Затем началось непонятное — Август не прекратил сопротивления, потому что польское панство, вечно пьяное и кичливое, не признало навязанного им шведами короля Стаса. А литовские паны вообще передрались между собой, ополчившись на влиятельный род Сапег. Карлу казалось, что поймай он Августа, то все закончится — однако мот и транжира, сластолюбец саксонский, каждый раз ухитрялся сбежать от настигших его драгун в синих мундирах с желтыми обшлагами.
Шведы «увязли» в Польше на пять лет!
В это время русский царь уже реорганизовал свою армию по шведскому образу, введя рекрутский набор как аналог «индельты». И вот эта уже правильно набранная армия нанесла ряд чувствительных поражений шведскому корпусу генерала Шлиппенбаха, утвердившись в Ингрии, где овладели крепостями Нетеборг и Нюенсканс, которые русскими назывались Нотебургом и Ниеншанцем.
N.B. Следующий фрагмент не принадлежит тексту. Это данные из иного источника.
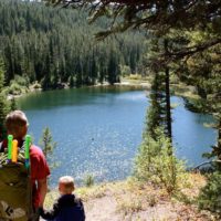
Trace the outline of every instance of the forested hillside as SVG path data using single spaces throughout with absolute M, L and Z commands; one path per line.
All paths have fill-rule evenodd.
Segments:
M 105 21 L 87 24 L 84 11 L 52 9 L 38 2 L 0 1 L 0 56 L 6 84 L 22 76 L 44 90 L 119 82 L 135 73 L 144 35 L 127 32 L 96 42 L 93 34 Z M 21 77 L 20 77 L 21 78 Z

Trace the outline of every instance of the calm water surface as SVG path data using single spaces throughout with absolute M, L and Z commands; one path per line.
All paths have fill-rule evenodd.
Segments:
M 173 139 L 179 158 L 194 166 L 201 154 L 215 143 L 215 131 L 203 126 L 211 116 L 194 114 L 172 97 Z M 35 93 L 19 99 L 30 122 L 29 133 L 38 144 L 44 127 L 50 127 L 57 147 L 52 171 L 54 186 L 62 175 L 81 182 L 86 173 L 97 181 L 118 180 L 130 175 L 133 159 L 141 141 L 148 99 L 144 91 L 87 87 Z

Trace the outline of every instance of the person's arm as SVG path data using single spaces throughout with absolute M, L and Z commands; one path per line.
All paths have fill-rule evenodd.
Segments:
M 85 221 L 85 211 L 84 211 L 84 204 L 82 200 L 80 201 L 80 204 L 81 204 L 81 210 L 82 210 L 82 221 Z
M 39 202 L 39 207 L 43 207 L 44 203 L 44 199 L 48 192 L 48 179 L 41 179 L 41 180 L 36 180 L 38 183 L 38 191 L 40 193 L 40 202 Z
M 44 210 L 42 207 L 39 209 L 40 215 L 45 220 L 53 220 L 57 217 L 60 212 L 59 202 L 54 203 L 52 210 Z

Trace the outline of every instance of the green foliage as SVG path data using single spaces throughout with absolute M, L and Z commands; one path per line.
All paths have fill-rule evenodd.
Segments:
M 135 177 L 145 182 L 166 188 L 171 193 L 178 188 L 178 179 L 185 172 L 183 165 L 175 155 L 170 139 L 161 129 L 157 139 L 146 135 L 135 160 Z
M 12 99 L 11 99 L 10 109 L 11 109 L 11 112 L 18 109 L 18 104 L 17 104 L 17 101 L 14 97 L 12 97 Z
M 49 127 L 43 129 L 40 145 L 42 146 L 42 151 L 44 152 L 44 156 L 46 160 L 49 161 L 50 168 L 53 169 L 57 167 L 53 158 L 53 151 L 54 151 L 54 148 L 56 147 L 56 143 L 53 141 L 52 134 Z
M 94 176 L 93 175 L 86 175 L 85 177 L 84 177 L 84 186 L 86 186 L 86 187 L 92 187 L 92 186 L 94 186 Z
M 4 65 L 3 62 L 0 60 L 0 140 L 3 139 L 6 136 L 4 119 L 10 110 L 7 96 L 3 93 L 3 85 L 4 85 Z
M 11 83 L 11 94 L 20 93 L 18 85 L 28 87 L 35 81 L 43 90 L 60 88 L 61 83 L 70 83 L 70 76 L 76 86 L 97 81 L 114 84 L 119 82 L 119 66 L 137 70 L 144 52 L 145 38 L 140 33 L 94 41 L 94 33 L 106 24 L 103 20 L 88 25 L 84 10 L 55 10 L 35 1 L 2 0 L 0 14 L 6 82 L 9 85 L 15 78 L 17 83 Z
M 200 209 L 210 210 L 221 214 L 221 172 L 208 175 L 208 183 L 201 189 L 198 198 Z

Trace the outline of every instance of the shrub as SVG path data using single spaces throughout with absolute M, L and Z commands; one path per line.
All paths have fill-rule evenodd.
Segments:
M 178 179 L 185 173 L 183 164 L 173 155 L 170 139 L 160 129 L 157 140 L 146 135 L 135 159 L 134 175 L 139 181 L 164 187 L 169 193 L 178 188 Z
M 208 183 L 198 198 L 199 208 L 221 214 L 221 172 L 215 171 L 207 176 Z

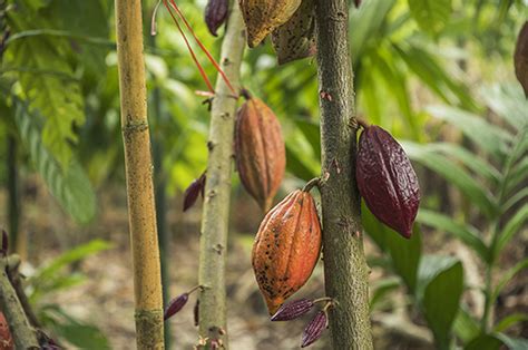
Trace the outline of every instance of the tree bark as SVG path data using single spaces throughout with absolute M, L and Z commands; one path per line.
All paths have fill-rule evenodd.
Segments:
M 333 349 L 372 349 L 369 268 L 355 183 L 356 130 L 348 0 L 317 0 L 323 259 Z
M 4 313 L 17 349 L 40 349 L 37 332 L 26 318 L 22 305 L 17 296 L 8 275 L 8 269 L 20 263 L 17 255 L 0 256 L 0 310 Z
M 222 45 L 221 67 L 232 86 L 239 89 L 245 33 L 238 1 L 232 1 L 232 4 Z M 199 336 L 222 340 L 225 349 L 228 348 L 225 334 L 225 260 L 236 101 L 218 75 L 207 143 L 209 157 L 199 242 L 199 284 L 203 286 L 199 295 Z
M 140 0 L 116 0 L 117 55 L 138 349 L 164 348 Z

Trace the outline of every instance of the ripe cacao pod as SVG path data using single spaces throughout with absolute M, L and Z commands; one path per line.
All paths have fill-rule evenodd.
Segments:
M 314 0 L 303 0 L 292 18 L 273 31 L 272 42 L 278 65 L 315 55 Z
M 9 324 L 6 317 L 0 311 L 0 350 L 14 349 L 14 341 L 9 331 Z
M 295 13 L 301 0 L 238 0 L 247 29 L 247 45 L 257 46 Z
M 372 214 L 409 239 L 420 204 L 420 187 L 403 148 L 381 127 L 365 126 L 355 169 L 358 187 Z
M 253 244 L 253 270 L 270 314 L 306 283 L 320 252 L 315 203 L 297 189 L 266 214 Z
M 528 98 L 528 21 L 519 31 L 514 54 L 515 74 Z
M 205 23 L 209 32 L 217 37 L 216 31 L 227 19 L 229 1 L 228 0 L 208 0 L 205 7 Z
M 242 184 L 264 212 L 270 210 L 286 168 L 281 124 L 261 99 L 248 97 L 237 114 L 236 167 Z

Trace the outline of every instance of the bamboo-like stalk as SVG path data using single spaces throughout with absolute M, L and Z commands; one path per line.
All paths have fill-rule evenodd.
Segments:
M 117 56 L 138 349 L 163 349 L 163 295 L 140 0 L 116 0 Z
M 37 332 L 29 323 L 8 275 L 10 265 L 19 263 L 17 255 L 0 256 L 0 310 L 8 320 L 17 349 L 40 349 Z
M 369 268 L 355 185 L 356 129 L 349 1 L 317 0 L 323 256 L 333 349 L 372 349 Z
M 244 25 L 238 1 L 232 1 L 222 45 L 221 67 L 235 89 L 245 47 Z M 209 157 L 199 242 L 199 336 L 219 339 L 227 349 L 225 260 L 229 218 L 231 175 L 236 98 L 218 76 L 212 106 Z

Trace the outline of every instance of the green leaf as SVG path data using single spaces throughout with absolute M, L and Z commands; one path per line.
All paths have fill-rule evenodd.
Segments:
M 505 333 L 497 333 L 496 337 L 502 341 L 509 350 L 526 350 L 528 349 L 528 339 L 512 338 Z
M 409 0 L 409 9 L 418 26 L 432 35 L 443 29 L 452 12 L 451 0 Z
M 490 183 L 496 184 L 501 178 L 499 171 L 497 171 L 491 164 L 479 158 L 475 153 L 471 153 L 463 147 L 449 143 L 428 144 L 428 147 L 460 161 L 469 169 L 482 176 Z
M 500 346 L 502 346 L 502 341 L 493 336 L 481 334 L 463 347 L 463 350 L 499 350 Z
M 460 261 L 451 256 L 423 256 L 418 272 L 417 295 L 439 349 L 449 348 L 462 292 Z
M 482 117 L 449 106 L 430 106 L 427 111 L 459 128 L 488 154 L 500 157 L 508 153 L 511 135 Z
M 457 186 L 472 204 L 478 206 L 488 217 L 495 217 L 498 206 L 491 194 L 460 166 L 438 154 L 427 145 L 419 145 L 411 142 L 401 142 L 408 156 L 444 177 L 448 182 Z
M 420 230 L 415 226 L 411 239 L 405 240 L 380 223 L 364 204 L 362 204 L 361 214 L 366 233 L 390 256 L 394 272 L 403 280 L 409 291 L 413 292 L 421 255 Z
M 512 325 L 515 325 L 519 322 L 526 322 L 526 321 L 528 321 L 528 313 L 518 312 L 518 313 L 508 314 L 502 320 L 497 322 L 497 324 L 493 328 L 493 331 L 503 332 L 508 328 L 510 328 L 510 327 L 512 327 Z
M 502 249 L 508 244 L 508 242 L 514 237 L 516 233 L 520 231 L 520 229 L 526 224 L 528 221 L 528 204 L 521 206 L 517 213 L 508 221 L 506 226 L 502 229 L 499 241 L 496 247 L 496 254 L 499 254 Z
M 495 288 L 491 298 L 489 300 L 490 304 L 493 304 L 497 298 L 499 296 L 500 292 L 505 289 L 508 282 L 520 271 L 528 269 L 528 257 L 525 257 L 520 262 L 518 262 L 514 268 L 502 273 L 502 278 L 500 279 L 499 283 Z
M 16 121 L 27 150 L 49 191 L 62 208 L 78 223 L 86 224 L 96 214 L 96 197 L 91 184 L 80 164 L 70 158 L 69 166 L 60 167 L 59 161 L 48 150 L 41 139 L 38 116 L 29 114 L 27 107 L 16 100 Z
M 489 261 L 489 252 L 485 242 L 481 240 L 479 231 L 469 224 L 454 222 L 451 217 L 428 210 L 418 212 L 417 221 L 440 231 L 448 232 L 471 250 L 473 250 L 483 261 Z

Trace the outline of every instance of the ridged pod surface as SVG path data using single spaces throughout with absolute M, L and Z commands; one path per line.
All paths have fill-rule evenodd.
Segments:
M 379 126 L 361 133 L 356 181 L 372 214 L 409 239 L 420 204 L 418 176 L 400 144 Z
M 295 13 L 301 0 L 238 0 L 247 28 L 247 45 L 257 46 Z
M 286 148 L 278 119 L 258 98 L 248 98 L 238 110 L 235 154 L 242 184 L 267 212 L 284 177 Z
M 253 244 L 253 270 L 270 314 L 306 283 L 320 252 L 315 202 L 297 189 L 266 214 Z

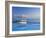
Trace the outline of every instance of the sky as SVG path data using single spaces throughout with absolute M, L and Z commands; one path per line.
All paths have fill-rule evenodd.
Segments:
M 29 17 L 32 16 L 33 18 L 39 18 L 40 16 L 40 8 L 36 7 L 12 7 L 12 15 L 28 15 Z

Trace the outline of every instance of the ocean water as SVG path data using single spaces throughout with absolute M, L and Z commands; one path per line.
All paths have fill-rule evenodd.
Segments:
M 40 30 L 40 22 L 32 21 L 27 24 L 12 23 L 12 31 Z

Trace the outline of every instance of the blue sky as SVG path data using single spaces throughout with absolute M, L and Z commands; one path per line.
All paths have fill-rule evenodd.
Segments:
M 12 7 L 12 15 L 34 15 L 33 17 L 39 18 L 40 8 L 36 7 Z

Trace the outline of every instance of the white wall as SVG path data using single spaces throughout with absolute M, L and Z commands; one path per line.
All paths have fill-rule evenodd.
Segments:
M 46 3 L 46 0 L 16 0 L 16 1 L 44 2 L 44 3 Z M 46 6 L 46 4 L 45 4 L 45 6 Z M 46 29 L 46 26 L 45 26 L 45 29 Z M 46 32 L 46 30 L 45 30 L 45 32 Z M 4 36 L 5 36 L 5 0 L 0 0 L 0 38 L 5 38 Z M 46 38 L 46 33 L 45 33 L 45 35 L 41 35 L 41 36 L 27 36 L 27 37 L 16 37 L 16 38 Z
Затем вторглись в Эстляндию и Лифляндию, взяв штурмом Нарву и Дерпт, а также множество старинных рыцарских замков, многие из которых сдались, устрашившись участи сопротивлявшихся.
Угроза захвата Риги и Выборга стала осязаемой как никогда — и теперь нужно было быстро решать, что предпринять, чтобы разгромить резко усилившиеся войска царя Петра. И тут Карлу попал на глаза ходивший по европейским странам памфлет, где все воюющие между собой монархи изображались на рисунке. Каждый думал, его мысли были написаны рядом. Французский король Людовик глядя в карты гадал, выиграет он или проиграет, а английский «брат» Георг был уверен, что имеет отличные карты при хорошей игре. Задело изображение, посвященное ему лично — он там размышлял, почему все время выигрывает, а прибыли никакой.